In day-to-day practice, this philosophy translates into what’s often described as a “whole-person” approach. A DO treating chronic back pain, for instance, might look beyond the spine itself to consider posture, stress, sleep habits, and how the pain connects to the patient’s overall health. That said, many MDs practice with a similarly holistic mindset. The distinction is that osteopathic schools formally embed this framework into every stage of training.

What Osteopathic Manipulative Treatment Involves

OMT is the most visible difference between DOs and MDs. It includes techniques like stretching muscles and connective tissue, applying gentle pressure to joints, and guiding the body through specific ranges of motion. These methods are used most commonly for musculoskeletal pain, and the evidence shows that manual therapy is equally or more effective than oral pain medications for treating pain and improving function.

Some DOs also use OMT to support treatment of conditions outside the musculoskeletal system, including cardiovascular disease and metabolic disorders like diabetes. Not every DO uses OMT regularly in practice, though. A DO who specializes in cardiology or emergency medicine may rarely use hands-on techniques, while one in family medicine or sports medicine might use them daily.

Licensing Exams and Residency

DO graduates take the COMLEX-USA licensing exam, which covers the same core medical content as the USMLE (the exam MD graduates take) plus additional material on osteopathic manipulative medicine. Many DO students choose to take both exams, since some residency programs weigh USMLE scores more heavily in their selection process. In certain primary care specialties and regions with a strong osteopathic tradition, like Ohio, COMLEX scores alone are widely accepted.
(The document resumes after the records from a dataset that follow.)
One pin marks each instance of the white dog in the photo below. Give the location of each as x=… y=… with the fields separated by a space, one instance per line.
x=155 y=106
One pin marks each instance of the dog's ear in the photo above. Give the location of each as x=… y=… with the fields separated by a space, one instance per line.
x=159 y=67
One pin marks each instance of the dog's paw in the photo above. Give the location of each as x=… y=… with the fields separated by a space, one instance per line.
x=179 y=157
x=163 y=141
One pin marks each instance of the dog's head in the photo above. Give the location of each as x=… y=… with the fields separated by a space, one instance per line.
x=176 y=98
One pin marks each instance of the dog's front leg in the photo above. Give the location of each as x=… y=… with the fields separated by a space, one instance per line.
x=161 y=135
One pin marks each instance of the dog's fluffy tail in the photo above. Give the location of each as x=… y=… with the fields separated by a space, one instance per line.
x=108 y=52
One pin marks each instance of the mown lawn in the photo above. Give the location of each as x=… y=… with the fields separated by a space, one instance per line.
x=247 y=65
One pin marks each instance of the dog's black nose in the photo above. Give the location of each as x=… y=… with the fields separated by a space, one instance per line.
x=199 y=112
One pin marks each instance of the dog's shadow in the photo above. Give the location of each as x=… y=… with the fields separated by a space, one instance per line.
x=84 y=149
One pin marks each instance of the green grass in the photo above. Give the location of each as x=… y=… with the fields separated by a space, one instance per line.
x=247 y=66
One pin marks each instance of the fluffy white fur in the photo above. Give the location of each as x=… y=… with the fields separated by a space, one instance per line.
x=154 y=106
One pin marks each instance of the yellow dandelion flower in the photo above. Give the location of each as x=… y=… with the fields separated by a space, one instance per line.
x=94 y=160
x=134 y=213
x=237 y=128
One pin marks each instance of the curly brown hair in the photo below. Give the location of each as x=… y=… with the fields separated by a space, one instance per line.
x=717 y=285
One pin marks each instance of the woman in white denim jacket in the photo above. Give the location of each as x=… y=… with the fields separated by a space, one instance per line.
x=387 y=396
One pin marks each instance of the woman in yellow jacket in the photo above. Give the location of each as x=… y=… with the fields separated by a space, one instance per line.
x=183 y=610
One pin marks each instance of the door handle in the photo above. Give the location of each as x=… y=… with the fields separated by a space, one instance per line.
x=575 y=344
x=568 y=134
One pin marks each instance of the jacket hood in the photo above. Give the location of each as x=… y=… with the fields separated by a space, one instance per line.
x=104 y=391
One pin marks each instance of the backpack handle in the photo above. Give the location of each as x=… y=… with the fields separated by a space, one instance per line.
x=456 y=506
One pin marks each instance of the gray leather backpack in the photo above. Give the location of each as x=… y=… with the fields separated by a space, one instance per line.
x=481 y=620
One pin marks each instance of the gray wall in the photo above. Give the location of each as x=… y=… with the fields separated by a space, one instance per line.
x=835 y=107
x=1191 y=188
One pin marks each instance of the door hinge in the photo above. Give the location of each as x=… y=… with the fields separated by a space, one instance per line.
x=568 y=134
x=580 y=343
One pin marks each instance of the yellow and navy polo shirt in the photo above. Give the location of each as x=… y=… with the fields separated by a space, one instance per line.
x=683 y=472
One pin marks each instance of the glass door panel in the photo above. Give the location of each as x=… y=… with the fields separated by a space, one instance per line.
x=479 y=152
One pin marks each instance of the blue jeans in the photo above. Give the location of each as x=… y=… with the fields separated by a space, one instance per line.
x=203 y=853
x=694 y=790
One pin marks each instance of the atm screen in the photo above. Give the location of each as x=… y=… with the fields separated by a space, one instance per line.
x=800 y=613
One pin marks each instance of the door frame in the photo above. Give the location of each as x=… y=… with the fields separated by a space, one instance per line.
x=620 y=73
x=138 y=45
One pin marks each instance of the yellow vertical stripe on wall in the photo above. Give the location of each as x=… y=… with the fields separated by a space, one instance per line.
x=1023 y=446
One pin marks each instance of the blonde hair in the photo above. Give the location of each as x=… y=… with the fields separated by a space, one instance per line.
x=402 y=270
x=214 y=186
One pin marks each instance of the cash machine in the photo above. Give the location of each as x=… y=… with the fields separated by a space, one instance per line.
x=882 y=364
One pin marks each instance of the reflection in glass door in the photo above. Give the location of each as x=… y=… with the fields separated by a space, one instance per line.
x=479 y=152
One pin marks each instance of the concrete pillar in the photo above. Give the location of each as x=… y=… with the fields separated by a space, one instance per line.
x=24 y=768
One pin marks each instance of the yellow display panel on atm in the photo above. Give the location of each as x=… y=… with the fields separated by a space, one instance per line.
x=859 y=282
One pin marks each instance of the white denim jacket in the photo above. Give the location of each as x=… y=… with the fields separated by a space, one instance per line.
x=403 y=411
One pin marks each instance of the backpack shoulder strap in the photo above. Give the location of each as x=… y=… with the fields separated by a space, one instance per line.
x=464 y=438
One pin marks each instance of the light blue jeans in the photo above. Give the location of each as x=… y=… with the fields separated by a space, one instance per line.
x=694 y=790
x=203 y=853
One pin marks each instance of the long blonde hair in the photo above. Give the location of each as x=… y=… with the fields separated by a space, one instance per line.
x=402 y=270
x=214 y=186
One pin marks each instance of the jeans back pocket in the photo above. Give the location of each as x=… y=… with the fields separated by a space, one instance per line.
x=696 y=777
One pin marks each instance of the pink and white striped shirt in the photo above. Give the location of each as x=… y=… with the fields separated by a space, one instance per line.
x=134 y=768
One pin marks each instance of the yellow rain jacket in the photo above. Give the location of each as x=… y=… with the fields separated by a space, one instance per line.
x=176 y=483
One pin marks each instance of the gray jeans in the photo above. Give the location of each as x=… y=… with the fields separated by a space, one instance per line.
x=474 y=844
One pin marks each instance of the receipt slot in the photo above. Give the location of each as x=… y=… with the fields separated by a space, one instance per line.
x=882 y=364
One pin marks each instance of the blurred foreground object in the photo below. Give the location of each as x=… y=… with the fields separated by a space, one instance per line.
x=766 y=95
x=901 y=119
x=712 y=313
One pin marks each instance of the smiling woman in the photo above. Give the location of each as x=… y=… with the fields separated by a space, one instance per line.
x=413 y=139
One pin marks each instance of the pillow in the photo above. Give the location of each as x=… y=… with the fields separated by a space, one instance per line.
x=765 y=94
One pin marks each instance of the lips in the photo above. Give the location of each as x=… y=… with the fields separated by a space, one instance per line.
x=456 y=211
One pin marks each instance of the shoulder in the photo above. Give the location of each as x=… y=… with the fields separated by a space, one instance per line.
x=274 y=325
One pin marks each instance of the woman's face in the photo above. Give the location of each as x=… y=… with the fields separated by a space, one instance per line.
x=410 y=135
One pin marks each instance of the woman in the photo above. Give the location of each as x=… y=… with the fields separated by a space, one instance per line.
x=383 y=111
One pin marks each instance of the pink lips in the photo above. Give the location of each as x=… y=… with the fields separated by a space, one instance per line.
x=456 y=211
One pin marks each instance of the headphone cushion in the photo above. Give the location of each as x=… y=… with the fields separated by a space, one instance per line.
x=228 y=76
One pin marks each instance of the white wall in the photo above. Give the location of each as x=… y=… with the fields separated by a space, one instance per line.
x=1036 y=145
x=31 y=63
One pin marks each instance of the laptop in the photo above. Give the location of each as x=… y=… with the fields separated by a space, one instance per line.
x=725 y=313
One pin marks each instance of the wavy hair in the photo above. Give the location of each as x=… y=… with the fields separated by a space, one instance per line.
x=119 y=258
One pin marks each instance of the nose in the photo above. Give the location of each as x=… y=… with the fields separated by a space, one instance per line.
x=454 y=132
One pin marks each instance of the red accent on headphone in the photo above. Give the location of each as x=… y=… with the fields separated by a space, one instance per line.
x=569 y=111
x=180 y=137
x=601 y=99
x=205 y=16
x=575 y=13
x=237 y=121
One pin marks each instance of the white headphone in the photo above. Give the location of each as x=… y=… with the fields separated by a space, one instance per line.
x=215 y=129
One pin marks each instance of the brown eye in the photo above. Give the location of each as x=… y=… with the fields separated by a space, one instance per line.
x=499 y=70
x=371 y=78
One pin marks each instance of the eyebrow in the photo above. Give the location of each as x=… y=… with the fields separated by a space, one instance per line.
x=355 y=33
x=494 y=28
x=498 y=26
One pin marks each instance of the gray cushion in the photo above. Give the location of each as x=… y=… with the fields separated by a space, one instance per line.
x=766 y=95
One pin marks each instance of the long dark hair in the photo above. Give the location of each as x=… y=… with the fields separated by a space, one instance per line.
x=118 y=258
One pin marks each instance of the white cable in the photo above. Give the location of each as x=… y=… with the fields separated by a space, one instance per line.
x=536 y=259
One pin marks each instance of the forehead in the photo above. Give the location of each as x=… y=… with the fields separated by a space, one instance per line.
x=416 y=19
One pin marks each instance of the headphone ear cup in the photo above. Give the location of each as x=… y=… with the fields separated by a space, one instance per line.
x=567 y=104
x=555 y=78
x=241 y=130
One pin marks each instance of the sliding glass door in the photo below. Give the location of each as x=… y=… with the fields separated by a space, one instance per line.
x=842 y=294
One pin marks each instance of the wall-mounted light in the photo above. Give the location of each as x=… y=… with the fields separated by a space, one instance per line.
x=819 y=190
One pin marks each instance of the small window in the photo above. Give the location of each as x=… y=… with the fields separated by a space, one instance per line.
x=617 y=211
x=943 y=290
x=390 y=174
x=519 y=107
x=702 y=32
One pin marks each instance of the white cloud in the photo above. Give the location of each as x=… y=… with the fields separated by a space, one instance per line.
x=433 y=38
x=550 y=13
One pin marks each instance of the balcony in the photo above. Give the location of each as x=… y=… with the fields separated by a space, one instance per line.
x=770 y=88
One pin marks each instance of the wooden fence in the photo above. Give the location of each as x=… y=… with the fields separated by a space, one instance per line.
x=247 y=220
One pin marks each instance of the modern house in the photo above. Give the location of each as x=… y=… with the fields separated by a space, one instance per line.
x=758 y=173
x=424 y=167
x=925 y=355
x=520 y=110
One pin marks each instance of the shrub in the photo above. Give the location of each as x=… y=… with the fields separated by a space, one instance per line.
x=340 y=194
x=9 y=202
Until recently, DO graduates and MD graduates trained in separate residency systems. That changed with a major transition completed in 2020, when the U.S. moved to a single accreditation system for all medical residencies. Now, DO and MD graduates compete for the same residency positions and are held to the same training standards. During the transition, 98% of previously osteopathic-only residency programs that applied successfully achieved accreditation under the unified system.

What a DO Can and Cannot Do

In every U.S. state, DOs have full, unrestricted medical practice rights identical to MDs. They can specialize in anything from neurosurgery to psychiatry to pediatrics. They hold hospital privileges, lead medical teams, and serve in every branch of the military’s medical corps. More than 65 countries outside the U.S. also grant DOs full practice rights.

This is worth emphasizing because a common point of confusion is the difference between a U.S.-trained DO and an osteopath in other countries. In places like the U.K. and Australia, an “osteopath” is a non-physician practitioner who focuses exclusively on manual therapy and cannot prescribe medication or perform surgery. A U.S. Doctor of Osteopathic Medicine is a completely different credential: a fully trained physician first, with manual therapy skills layered on top.

How Osteopathic Medicine Started

Osteopathic medicine was founded by Andrew Taylor Still, a physician and Civil War surgeon who grew disillusioned with 19th-century medical practices after losing family members to disease. He became convinced that many conditions could be treated by finding and correcting physical problems that interfered with the body’s natural healing processes. In 1892, he opened the American School of Osteopathy in Kirksville, Missouri, in a two-room building. From that single school, the profession has grown to produce roughly one in four new medical students in the U.S. today.

Choosing Between a DO and an MD

For patients, the practical difference between seeing a DO and an MD is often minimal. Both go through comparable training, pass rigorous licensing exams, and complete the same residency programs. The most meaningful distinction is that a DO may be more likely to incorporate hands-on techniques into your care and may approach diagnosis with an explicit focus on how different body systems interact. If you’re looking for a physician who offers OMT alongside standard medical care, seeking out a DO specifically makes sense. Otherwise, the quality of your care depends far more on the individual physician’s experience and skill than on the two letters after their name.